# Help and Advice > Friend/relative has depression support >  A poem for my husband....

## Blacklab

Something I have done from a very young age, is to put my feelings into poetry. I am having a very hard time explaining to my husband at the moment how I am feeling, so I am leaving him this to find in the morning:


I get that you have the black dog
of depression on your head
I get that you can't help rip apart
the things I've done and said
I get that you need a friendly ear
and I know that its not mine
And believe me when I say to you
I've tried to give you time

But what I don't get is what I've done 
to deserve all this pain?
I cannot just stand by and watch
12 years go down the drain
I try to be supportive
And do whatever I can
But I am just one person
And I can't help who I am

I've tried so hard there's nothing left
And now I'm numb inside
And all I want to do is run
And find somewhere to hide
But there are children in the background
And no matter how I think
It is simply impossible
For both of us to sink.


Not sure it will do any good, but at least he might get just a little inkling of how I feel.

----------



----------


## Suzi

:(bear):  What happened?

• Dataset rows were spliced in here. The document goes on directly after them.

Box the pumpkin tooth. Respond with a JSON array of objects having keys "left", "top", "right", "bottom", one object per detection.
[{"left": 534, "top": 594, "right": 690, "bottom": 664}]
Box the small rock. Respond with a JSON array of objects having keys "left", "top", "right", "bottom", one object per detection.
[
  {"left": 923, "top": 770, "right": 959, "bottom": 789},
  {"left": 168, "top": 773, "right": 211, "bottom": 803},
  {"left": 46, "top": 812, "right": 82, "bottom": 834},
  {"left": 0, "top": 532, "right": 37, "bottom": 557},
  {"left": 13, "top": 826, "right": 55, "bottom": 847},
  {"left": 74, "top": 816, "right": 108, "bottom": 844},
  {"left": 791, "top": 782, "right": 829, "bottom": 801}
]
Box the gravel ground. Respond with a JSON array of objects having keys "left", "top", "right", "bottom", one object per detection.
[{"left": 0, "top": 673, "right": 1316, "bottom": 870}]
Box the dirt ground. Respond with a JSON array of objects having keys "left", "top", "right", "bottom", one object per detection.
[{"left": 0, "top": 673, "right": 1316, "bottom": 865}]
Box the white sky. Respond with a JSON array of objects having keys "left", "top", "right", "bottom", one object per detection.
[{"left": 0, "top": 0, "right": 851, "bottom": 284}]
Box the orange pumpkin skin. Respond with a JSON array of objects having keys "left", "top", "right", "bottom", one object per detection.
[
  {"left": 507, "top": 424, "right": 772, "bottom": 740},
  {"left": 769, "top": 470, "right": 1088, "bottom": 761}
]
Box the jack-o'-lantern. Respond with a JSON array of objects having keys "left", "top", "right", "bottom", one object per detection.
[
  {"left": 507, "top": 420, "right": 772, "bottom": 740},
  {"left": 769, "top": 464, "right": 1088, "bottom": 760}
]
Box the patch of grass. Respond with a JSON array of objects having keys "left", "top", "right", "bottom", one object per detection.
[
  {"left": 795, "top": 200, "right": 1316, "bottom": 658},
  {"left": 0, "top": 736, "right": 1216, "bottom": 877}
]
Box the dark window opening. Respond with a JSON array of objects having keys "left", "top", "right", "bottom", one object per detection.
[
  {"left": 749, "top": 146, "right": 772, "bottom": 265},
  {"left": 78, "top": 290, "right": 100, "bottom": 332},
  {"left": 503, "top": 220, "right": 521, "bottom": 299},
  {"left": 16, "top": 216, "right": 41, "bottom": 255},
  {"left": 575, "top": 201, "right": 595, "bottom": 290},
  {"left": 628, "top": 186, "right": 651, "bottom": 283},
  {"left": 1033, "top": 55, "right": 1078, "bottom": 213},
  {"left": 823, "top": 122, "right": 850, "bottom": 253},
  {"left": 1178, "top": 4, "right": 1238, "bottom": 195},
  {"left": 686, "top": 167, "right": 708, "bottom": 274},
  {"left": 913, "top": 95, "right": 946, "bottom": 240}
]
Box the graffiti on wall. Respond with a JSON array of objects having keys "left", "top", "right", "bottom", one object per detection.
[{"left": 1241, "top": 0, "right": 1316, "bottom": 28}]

Did he say anything when he found it?

----------


## Blacklab

Sorry I didn't come back to this. I chickened out. Got out of bed and ripped it up. Not sure it would have got me anywhere. Just one of those...where it seemed like a good idea at the time. Thanks for asking though x

----------


## Suzi

But sweetheart your feelings are just as valued and important..

----------


## Paula

Suzi's right. I wasn't willing to tell my hubby that I am seriously struggling. I felt I needed to keep quiet because he's just started a new job, 12 hour days etc. I had a complete meltdown last night and it all came flooding out, sobs, snot and all.  What I'm trying to say is that if I'd talked to him before, we could have avoided getting to the point where I'm currently in a bad way, if I'd have just been honest.  I know your situation is different but, like me, you're only going to hurt yourself if you continue like this ....

----------

Suzi (06-05-17)

----------


## sneax

"For both of us to sink."



...
felling kinda... bit paralyzed now. Siking is a moving metaphor. 

Thanks for all the constructive words above, I'm getting all emotional while reading things like that, even tho artistically it's miles away from what I like.

----------